View slow query logs in the HoloWeb console

A feature is released to allow you to view slow query logs in the HoloWeb console. For more information, see Query and analyze slow query logs.

Configuration items

Hologres provides the following configuration items to allow you to customize the collection configuration of slow query logs:
  • log_min_duration_statement
    • Description
      This configuration item is used to specify a threshold of the amount of time consumed by queries for log collection. By default, Hologres collects the logs of slow queries that consume more than 100 ms. You can use this configuration item to specify the scope of slow query logs to be collected. If the amount of time consumed by a slow query is equal to or larger than the specified value, the log of the slow query is collected.
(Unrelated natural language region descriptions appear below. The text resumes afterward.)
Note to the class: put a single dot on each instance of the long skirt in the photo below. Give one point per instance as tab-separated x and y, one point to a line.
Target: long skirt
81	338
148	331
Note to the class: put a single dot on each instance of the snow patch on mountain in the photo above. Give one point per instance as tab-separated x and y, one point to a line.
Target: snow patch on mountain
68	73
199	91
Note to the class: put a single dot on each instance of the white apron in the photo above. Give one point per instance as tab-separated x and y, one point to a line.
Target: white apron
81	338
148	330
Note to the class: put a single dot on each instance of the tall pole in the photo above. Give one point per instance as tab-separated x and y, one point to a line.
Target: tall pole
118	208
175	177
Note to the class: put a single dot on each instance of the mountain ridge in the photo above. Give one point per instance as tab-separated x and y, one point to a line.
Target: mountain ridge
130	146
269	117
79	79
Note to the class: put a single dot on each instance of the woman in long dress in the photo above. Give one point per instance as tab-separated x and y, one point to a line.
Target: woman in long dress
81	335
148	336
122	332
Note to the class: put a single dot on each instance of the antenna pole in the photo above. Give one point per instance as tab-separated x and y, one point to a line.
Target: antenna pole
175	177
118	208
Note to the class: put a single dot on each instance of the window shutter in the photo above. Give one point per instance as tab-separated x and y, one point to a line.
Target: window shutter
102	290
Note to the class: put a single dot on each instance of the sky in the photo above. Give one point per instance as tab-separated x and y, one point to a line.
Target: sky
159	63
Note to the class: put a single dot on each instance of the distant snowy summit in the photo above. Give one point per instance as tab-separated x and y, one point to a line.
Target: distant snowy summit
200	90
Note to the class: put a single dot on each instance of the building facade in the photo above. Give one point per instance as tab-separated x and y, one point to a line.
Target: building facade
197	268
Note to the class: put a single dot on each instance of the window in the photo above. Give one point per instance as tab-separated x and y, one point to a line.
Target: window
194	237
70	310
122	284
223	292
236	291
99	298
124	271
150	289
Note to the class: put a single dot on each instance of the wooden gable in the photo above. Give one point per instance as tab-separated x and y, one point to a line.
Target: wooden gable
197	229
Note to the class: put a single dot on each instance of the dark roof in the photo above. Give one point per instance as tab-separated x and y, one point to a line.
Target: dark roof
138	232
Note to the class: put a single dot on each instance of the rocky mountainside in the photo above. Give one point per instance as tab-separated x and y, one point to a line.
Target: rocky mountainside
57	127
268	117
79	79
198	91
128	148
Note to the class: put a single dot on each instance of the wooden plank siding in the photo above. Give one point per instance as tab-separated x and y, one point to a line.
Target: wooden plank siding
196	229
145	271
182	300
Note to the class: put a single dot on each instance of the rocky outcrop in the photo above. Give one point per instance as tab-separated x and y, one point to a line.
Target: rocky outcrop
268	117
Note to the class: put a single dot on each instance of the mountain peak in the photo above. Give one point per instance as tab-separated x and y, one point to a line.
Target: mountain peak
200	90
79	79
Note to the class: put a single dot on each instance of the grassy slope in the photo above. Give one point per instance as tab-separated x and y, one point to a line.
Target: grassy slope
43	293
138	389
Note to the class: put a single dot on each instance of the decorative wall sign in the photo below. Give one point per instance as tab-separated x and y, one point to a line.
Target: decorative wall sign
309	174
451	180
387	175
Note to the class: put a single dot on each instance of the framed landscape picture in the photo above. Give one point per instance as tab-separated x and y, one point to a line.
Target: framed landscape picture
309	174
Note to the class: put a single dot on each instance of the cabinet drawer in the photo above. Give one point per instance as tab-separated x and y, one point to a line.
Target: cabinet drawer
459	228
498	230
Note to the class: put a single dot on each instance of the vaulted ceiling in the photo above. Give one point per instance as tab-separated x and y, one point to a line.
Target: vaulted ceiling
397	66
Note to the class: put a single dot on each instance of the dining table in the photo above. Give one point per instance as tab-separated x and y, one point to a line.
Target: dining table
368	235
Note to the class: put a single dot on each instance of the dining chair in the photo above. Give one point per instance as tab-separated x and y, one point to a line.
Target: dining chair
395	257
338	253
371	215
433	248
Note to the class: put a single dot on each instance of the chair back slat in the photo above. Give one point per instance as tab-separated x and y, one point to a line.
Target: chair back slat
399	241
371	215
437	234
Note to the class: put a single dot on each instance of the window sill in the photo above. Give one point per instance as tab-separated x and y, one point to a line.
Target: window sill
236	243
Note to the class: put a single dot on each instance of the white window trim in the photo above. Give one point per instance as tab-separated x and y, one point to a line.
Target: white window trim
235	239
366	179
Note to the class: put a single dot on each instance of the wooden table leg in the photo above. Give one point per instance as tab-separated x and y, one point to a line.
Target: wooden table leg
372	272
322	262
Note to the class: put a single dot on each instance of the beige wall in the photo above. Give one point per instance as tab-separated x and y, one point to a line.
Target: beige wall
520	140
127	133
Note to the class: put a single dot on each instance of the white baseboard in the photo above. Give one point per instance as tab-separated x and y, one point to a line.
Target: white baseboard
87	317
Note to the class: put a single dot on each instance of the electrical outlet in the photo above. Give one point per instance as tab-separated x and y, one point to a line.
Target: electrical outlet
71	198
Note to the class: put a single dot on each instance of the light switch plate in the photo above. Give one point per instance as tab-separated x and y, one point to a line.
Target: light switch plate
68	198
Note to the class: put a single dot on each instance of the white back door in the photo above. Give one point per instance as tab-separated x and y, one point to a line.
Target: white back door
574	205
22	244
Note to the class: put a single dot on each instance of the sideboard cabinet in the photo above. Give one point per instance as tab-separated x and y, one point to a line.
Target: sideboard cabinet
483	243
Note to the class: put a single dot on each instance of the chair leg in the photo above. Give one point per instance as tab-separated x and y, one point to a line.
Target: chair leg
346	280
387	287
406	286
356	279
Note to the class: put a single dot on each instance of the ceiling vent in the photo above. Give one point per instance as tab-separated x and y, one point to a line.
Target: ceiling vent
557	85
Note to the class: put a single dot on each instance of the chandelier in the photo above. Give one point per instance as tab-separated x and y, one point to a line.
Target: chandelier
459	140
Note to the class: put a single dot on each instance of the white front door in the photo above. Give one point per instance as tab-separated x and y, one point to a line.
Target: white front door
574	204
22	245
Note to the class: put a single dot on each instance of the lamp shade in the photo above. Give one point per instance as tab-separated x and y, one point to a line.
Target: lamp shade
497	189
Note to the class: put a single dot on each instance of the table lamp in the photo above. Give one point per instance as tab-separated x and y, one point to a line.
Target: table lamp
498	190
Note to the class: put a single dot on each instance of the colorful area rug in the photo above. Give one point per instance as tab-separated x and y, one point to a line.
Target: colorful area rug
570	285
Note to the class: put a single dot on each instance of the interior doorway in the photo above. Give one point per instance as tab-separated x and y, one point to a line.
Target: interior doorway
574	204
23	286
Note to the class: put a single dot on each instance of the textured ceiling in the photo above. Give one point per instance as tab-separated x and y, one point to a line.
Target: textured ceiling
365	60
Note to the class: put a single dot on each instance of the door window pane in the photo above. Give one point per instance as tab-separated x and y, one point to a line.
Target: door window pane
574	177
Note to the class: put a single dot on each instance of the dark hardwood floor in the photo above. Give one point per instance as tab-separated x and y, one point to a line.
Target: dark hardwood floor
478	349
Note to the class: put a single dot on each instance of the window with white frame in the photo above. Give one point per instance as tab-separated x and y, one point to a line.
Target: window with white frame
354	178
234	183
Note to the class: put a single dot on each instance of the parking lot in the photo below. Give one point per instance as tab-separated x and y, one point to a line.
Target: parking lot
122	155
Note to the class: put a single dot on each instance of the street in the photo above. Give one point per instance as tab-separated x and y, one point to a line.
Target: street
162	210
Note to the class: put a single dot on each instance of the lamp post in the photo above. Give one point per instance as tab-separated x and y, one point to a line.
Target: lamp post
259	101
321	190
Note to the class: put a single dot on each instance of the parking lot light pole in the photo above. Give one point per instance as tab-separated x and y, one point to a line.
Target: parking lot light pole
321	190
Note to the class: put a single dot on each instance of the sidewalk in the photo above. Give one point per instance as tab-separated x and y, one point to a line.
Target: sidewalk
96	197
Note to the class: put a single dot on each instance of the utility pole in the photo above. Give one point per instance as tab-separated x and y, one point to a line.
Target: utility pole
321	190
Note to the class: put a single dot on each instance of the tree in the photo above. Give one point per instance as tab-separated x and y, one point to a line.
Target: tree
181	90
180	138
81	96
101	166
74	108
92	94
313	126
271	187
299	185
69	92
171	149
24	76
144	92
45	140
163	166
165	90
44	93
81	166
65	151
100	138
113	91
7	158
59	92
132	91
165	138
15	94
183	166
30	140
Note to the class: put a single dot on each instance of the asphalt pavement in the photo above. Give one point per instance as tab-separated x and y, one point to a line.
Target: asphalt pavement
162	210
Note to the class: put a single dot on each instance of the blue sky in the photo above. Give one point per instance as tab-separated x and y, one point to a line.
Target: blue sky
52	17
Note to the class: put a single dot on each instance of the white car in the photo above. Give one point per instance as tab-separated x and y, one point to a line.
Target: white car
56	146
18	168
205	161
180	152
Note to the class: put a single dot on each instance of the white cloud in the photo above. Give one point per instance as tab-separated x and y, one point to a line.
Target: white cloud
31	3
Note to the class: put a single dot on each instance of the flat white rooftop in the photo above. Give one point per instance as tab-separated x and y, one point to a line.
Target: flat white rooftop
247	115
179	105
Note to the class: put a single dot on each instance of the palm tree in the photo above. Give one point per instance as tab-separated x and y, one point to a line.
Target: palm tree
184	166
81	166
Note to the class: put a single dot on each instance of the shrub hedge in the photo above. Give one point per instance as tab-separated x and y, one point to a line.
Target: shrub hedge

The log contains information such as the SQL statement and the amount of time consumed. A value of -1 indicates that no slow query logs are collected.
      Note Only superusers can modify this configuration item.
    • Examples
      • Execute the following statement to collect the logs of slow queries that consume more than 10s for the current database as a superuser:
        ALTER DATABASE dbname SET log_min_duration_statement = '10s';
      • Execute the following statement to collect the logs of slow queries that consume more than 10s for the current session as a regular user:
        SET log_min_duration_statement = '10s';
  • log_min_duration_query_stats
    • Description
      This configuration item is used to specify a threshold of the amount of time consumed by queries for the collection of runtime statistics. By default, Hologres collects the runtime statistics of slow queries that consume more than 10s. You can use this configuration item to specify the scope of slow queries whose runtime statistics are to be collected. If the amount of time consumed by a slow query is equal to or larger than the specified value, the runtime statistics of the slow query are collected. The runtime statistics include the statistics of all query stages. A value of -1 indicates that no runtime statistics of slow queries are collected. Such statistics require large storage space. The more runtime statistics Hologres collects, the slower the speed of querying and analyzing slow query logs is. Therefore, we recommend that you specify a value equal to or larger than 10s in general scenarios. Specify a value smaller than 10s only when you troubleshoot specific issues.
      Note Regular users are allowed to modify this configuration item based on business requirements.
    • Examples
      • Execute the following statement to collect the runtime statistics of slow queries that consume more than 10s for the current database as a superuser:
        ALTER DATABASE dbname SET log_min_duration_query_stats = '10s';
      • Execute the following statement to collect the runtime statistics of slow queries that consume more than 10s for the current session as a regular user:
        SET log_min_duration_query_stats = '10s';
  • log_min_duration_query_plan
    • Description
      This configuration item is used to specify a threshold of the amount of time consumed by queries for the collection of execution plans. By default, Hologres collects the execution plans of slow queries that consume more than 10s. If the amount of time consumed by a slow query is equal to or larger than the specified value, the execution plan of the slow query is collected. By default, you can execute the EXPLAIN statement to query execution plans in real time and you do not need to collect such data. A value of -1 indicates that no execution plans of slow queries are collected.
      Note Regular users are allowed to modify this configuration item based on business requirements.
    • Examples
      • Execute the following statement to collect the execution plans of slow queries that consume more than 10s for the current database as a superuser:
        ALTER DATABASE dbname SET log_min_duration_query_plan = '10s';
      • Execute the following statement to collect the execution plans of slow queries that consume more than 10s for the current session as a regular user:
        SET log_min_duration_query_plan = '10s';